Was fehlt kann ersetzt werden

Grabung in 3D

Die Verwendung von 3D-Rekonstruktionen in der Archäologie ist noch sehr neuen Datums. Vieles ist noch umstritten, insbesondere die Frage, was in dieser virtuellen Archäologie legitim ist und was nicht. Denn die Möglichkeiten sind sehr verführerisch.

In einem Lehrraum an der Technischen Universität in Wien ist eine Multimedia-Installation eingerichtet. Drei synchronisierte Videoprojektoren werfen 3D Bilder auf die Leinwand: Wir begeben uns auf eine virtuelle Reise zu den Grabungen des Deutschen Archäologischen Instituts in Ägypten.

Interaktiv können wir uns durch diese dreidimensionale Welt bewegen. Was hier zunächst zu sehen ist, ist alles real da, das heißt, die dargestellten Schreine, Tempel und Statuen wurden in dieser Form an den gezeigten Orten ausgegraben.

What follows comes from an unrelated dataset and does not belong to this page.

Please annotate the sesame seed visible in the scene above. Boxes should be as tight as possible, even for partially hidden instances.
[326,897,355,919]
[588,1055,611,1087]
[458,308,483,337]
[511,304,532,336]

Ergänzen und vervollständigen

3D ermöglicht aber auch die virtuelle Ergänzung von nur teilweise erhaltenen Objekten, betont Peter Ferschin vom Institut für Architekturwissenschaften der Technischen Universität Wien, der gemeinsam mit der deutschen Ägyptologin Iman Kulitz das Projekt zur virtuellen Erfassung der Grabungen in Ägypten durchführt.

Ob Stelen oder Statuen, ganze Bauwerke oder deren Dächer - jeder beschädigte oder nur bruchstückhaft erhaltene Fund kann virtuell - mit Hilfe des Computers - ergänzt und vervollständigt werden. Dazu werden eine Reihe von Quellen herangezogen wie Texte oder Parallelen mit anderen Gebäuden.

Verführerische Möglichkeiten

Die Verwendung von 3D-Rekonstruktionen in der Archäologie ist noch sehr neuen Datums. Erst vor etwa einem Jahrzehnt begannen sich Wissenschafter international intensiver damit zu beschäftigen. Vieles ist daher noch umstritten, insbesondere die Frage, was legitim ist und was nicht.

Denn die technischen Möglichkeiten sind sehr verführerisch. "Man muss sich immer absichern, muss immer genau auf den Status quo hinweisen und erklären, wie man auf eine Rekonstruktion gekommen ist, man soll nicht der Fantasie freien Lauf lassen. Wo es an Quellen mangelt, muss man stoppen. Man kann zum Beispiel eine transparente Platte statt eines wohl modulierten Daches auf ein virtuelle rekonstruiertes Gebäude legen; das zeigt dem Betrachter: Dieses Gebäude hatte ein Dach, wir wissen aber nicht, wie es ausgesehen hat. Man muss sehr vorsichtig sein in der Rekonstruktion“, erklärt Ferschin.

Ausgrabungen ohne zu graben

Noch ist das Lager der Archäologen zwei geteilt, die einen stehen hinter der neuen Technologie und sehen darin die Zukunft, die anderen berufen sich lieber auf das, was sie kennen. Ihnen reicht eine Skizze oder textliche Beschreibung im Buch, sie wollen keine virtuelle Rekonstruktion.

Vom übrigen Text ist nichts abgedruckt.